The Main Point: Chartwells meal trade rules, restrictions unfair
Chartwells’ policy of limiting meal trade usage to three per transaction is unfair to students.

Imagine being forced to order and pay for five pizzas from a specified restaurant. However, upon arrival, the restaurant only provides three, keeps the cash and says the other two can be picked up later.
That is essentially Chartwells’ meal trade policy, and it is not fair.
According to a Sept. 11 University Star article, Leslie Bulkley, resident district manager of Chartwells, said the reason this policy is in place is to keep high traffic vendors from running out of food.
Imagine if any other restaurant in America had a policy like this. Gil’s would limit the number of Manske rolls a person could purchase, and Grin’s would control the number of burgers that could be on a single ticket.
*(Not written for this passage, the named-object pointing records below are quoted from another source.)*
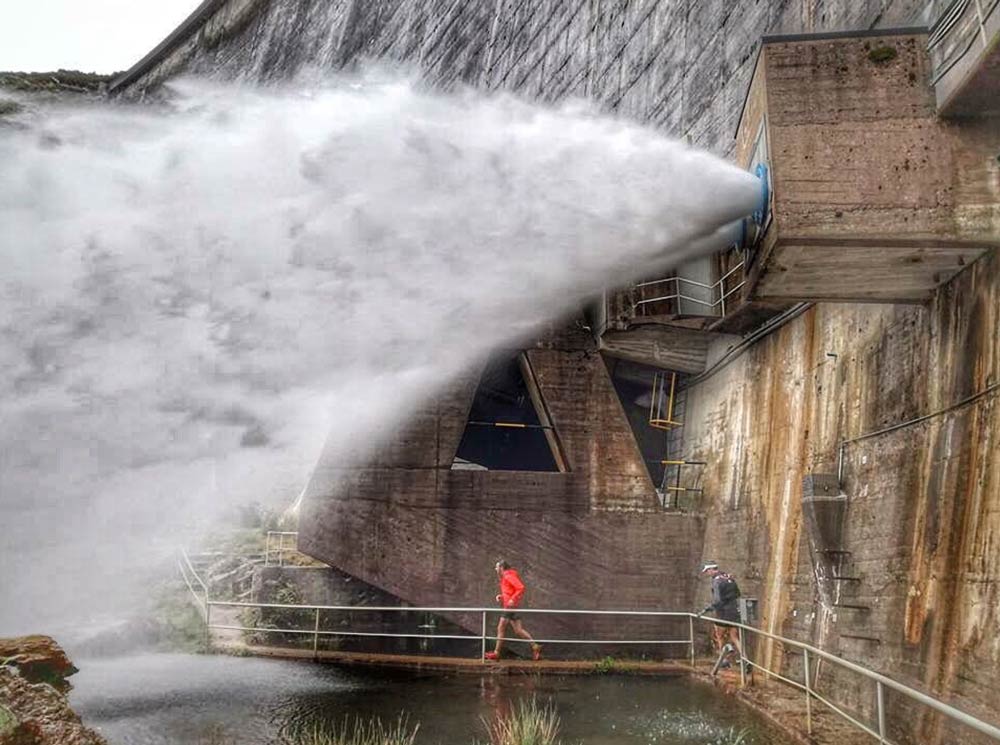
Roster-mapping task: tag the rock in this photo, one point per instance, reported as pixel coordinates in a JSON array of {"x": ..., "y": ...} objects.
[
  {"x": 33, "y": 686},
  {"x": 43, "y": 714},
  {"x": 39, "y": 659}
]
People would not eat there anymore, and the restaurants would likely go out of business.
Unfortunately, choice does not exist in the world of meal trades. The university requires that all freshmen living on campus purchase meal trades, which come in bundles that range in price from $250 to $1,200. Meal trades are only good at on-campus dining locations.
If a restaurant kept running out of food at peak hours, the employees would expand their operations and make more food for customers.
Bulkley said Chartwells cannot do that because there are limits as to how long food can sit out before being purchased, but that argument is confusing. If students are buying a lot of food at rapid rates, especially if they want to buy multiple meals at once, then food would not be sitting out long at all.
The university has nothing to gain by making more food. If anything, it would lose money by buying more equipment and food to meet the demands of students. Texas State is making the same profit whether those meal swipes get used or not.
That profit is no small number. According to a Nov. 18, 2010 University Star article, Texas State kept students’ money for 92,236 unused meal trades left at the end of the spring semester that year. And meal trades can be worth as much as $6.88.
The administration might counter that students can always go to the back of the line to pay for more meal swipes after waiting again. However, this is an inconvenience, especially to students who want to treat a group of friends to the food they have already purchased in their meal plans.
The university has nothing to lose by denying students the food for which they have already paid.
The money is already in Texas State and Chartwells’ pockets. The biggest losers are the students.
The only way to make this situation right is for the university to stop limiting the number of meal trades students can use at one time or to let meal trades roll over from spring to fall so students have ample time to use the meal trades they were required to purchase.